De son côté, Mohamed Benayad, secrétaire général du ministère du Commerce extérieur, a insisté sur la maîtrise du décalage entre l’image réelle et celle perçue et ceci en mettant en place des outils d’observation pour pouvoir agir en fonction. D’autant plus que, par les temps qui courent, le Maroc est sur plusieurs fronts sur la scène internationale : affaires du Sahara, droits de l’homme, relation tendue avec les États-Unis…«Les actions sur l’image sont contrées par une autre dynamique hostile au Maroc, qui guette nos faiblesses réelles ou imaginées», signale Mohamed Abbou.

Youssef Amrani, chargé de mission au Cabinet royal et ancien numéro 2 de la diplomatie marocaine, est bien placé pour le savoir. «La question de la marque nous interpelle dans la mesure où nous faisons face à des conditions compliquées. Le Maroc peut s’enorgueillir d’avoir construit un modèle ouvert et intégrant l’ensemble des éléments du développement humain.
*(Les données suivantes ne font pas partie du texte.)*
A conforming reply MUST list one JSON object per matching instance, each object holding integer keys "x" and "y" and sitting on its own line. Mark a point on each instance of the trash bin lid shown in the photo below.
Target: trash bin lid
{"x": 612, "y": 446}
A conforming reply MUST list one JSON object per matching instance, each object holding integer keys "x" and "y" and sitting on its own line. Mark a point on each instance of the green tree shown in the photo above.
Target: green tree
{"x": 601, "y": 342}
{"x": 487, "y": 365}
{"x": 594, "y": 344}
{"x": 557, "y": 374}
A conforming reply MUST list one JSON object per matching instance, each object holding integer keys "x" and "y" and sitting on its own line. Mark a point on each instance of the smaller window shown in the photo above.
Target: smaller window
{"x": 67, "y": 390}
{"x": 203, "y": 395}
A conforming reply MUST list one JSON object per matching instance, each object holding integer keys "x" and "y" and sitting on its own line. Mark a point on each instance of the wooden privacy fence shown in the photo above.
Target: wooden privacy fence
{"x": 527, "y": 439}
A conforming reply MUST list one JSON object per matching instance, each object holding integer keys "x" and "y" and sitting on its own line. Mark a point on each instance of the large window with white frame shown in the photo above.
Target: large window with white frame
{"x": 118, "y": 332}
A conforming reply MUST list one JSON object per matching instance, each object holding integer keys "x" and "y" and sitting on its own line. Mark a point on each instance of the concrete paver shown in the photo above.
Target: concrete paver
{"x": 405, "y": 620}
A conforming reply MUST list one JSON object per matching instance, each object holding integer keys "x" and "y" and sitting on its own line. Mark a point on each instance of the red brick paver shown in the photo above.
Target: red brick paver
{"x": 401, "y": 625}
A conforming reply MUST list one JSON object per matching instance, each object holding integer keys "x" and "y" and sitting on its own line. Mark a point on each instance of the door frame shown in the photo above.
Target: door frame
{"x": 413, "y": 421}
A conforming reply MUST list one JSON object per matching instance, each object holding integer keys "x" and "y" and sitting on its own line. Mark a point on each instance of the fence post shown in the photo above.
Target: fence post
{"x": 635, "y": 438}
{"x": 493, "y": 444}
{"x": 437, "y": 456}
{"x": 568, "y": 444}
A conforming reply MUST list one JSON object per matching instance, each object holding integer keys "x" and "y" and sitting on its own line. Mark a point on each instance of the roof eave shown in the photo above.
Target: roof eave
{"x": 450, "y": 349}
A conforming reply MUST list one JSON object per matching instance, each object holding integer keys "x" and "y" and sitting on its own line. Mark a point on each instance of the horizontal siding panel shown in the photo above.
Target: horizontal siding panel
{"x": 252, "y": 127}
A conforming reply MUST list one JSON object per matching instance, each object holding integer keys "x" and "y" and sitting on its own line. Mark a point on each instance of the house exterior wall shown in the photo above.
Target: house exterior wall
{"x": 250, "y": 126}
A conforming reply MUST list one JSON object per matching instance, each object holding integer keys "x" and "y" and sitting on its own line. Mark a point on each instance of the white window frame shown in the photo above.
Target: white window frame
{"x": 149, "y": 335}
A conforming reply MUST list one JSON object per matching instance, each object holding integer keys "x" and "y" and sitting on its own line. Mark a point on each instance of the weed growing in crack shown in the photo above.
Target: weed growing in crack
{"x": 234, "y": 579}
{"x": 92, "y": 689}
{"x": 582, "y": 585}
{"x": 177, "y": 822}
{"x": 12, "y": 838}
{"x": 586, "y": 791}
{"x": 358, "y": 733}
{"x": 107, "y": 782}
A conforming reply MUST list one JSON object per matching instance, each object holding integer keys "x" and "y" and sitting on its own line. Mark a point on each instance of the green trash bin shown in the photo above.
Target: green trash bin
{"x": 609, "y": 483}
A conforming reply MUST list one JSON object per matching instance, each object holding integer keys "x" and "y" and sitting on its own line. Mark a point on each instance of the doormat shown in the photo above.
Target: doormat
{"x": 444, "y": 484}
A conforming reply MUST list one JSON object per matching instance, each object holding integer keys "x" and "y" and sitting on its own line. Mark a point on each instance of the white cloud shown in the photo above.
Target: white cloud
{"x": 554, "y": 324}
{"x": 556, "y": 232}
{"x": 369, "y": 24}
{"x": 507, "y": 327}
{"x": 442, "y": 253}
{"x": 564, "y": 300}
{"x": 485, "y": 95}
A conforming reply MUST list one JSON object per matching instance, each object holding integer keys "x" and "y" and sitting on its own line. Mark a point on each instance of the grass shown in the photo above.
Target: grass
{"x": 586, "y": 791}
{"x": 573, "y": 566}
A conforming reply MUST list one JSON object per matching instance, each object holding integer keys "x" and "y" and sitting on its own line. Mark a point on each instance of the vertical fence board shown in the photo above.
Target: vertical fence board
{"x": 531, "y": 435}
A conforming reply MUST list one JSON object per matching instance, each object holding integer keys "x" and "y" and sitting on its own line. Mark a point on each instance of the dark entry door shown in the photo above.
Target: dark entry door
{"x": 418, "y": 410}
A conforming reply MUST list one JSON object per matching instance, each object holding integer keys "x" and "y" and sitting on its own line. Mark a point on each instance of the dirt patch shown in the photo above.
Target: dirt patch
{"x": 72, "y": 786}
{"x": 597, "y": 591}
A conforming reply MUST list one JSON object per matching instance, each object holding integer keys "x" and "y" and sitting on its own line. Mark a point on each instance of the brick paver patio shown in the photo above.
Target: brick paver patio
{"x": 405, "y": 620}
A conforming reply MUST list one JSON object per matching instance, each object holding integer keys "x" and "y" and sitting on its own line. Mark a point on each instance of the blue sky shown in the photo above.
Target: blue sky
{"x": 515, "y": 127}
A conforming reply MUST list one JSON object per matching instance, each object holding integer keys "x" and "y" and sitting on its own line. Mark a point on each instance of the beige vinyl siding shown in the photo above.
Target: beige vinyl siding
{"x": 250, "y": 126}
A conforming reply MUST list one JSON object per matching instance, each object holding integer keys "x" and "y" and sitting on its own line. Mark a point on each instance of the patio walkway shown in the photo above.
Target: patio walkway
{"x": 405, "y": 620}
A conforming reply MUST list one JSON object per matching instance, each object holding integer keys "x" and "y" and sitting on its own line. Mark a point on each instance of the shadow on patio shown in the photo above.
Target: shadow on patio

Il faudra donc mettre en exergue toutes les avancées du royaume», estime Amrani. 

Mohamed Abbou
Ministre chargé du Commerce extérieur

Aujourd’hui, l’image d’un pays affecte son attraction des investisseurs et des touristes ainsi que la dynamique de ses exportations. Le Maroc a tous les atouts pour «se marqueter» à l’international : réformes politiques, des stratégies sectorielles, une stabilité…Il faut mettre en relief tous ces atouts et promouvoir le made in morrocco.

Brahim Fassi Fihri
Président de l’Institut Amadeus

Le national branding est devenu une priorité pour promouvoir l’image d’un pays à l’international et asseoir sa notoriété. Tout le potentiel du royaume (position géographique, stabilité, champions nationaux avec un maillage international…) n’est pas entièrement exploité. Il est primordial de définir une stratégie qui mettra en avant le Maroc et tout son potentiel.

Khalid Baddou
Président de l’AMMI

Il y a plusieurs lacunes qui font que le Maroc est en milieu de tableau dans le classement des marques nations. À titre d’exemple, le Maroc a mis en place des stratégies sectorielles ambitieuses mais verticales, ce qui réduit leur efficacité. Pour toute politique efficiente en termes de marque pays, il faut trois conditions : la convergence des stratégies sectorielles, la coordination de toutes les actions et la cohérence dans l’approche.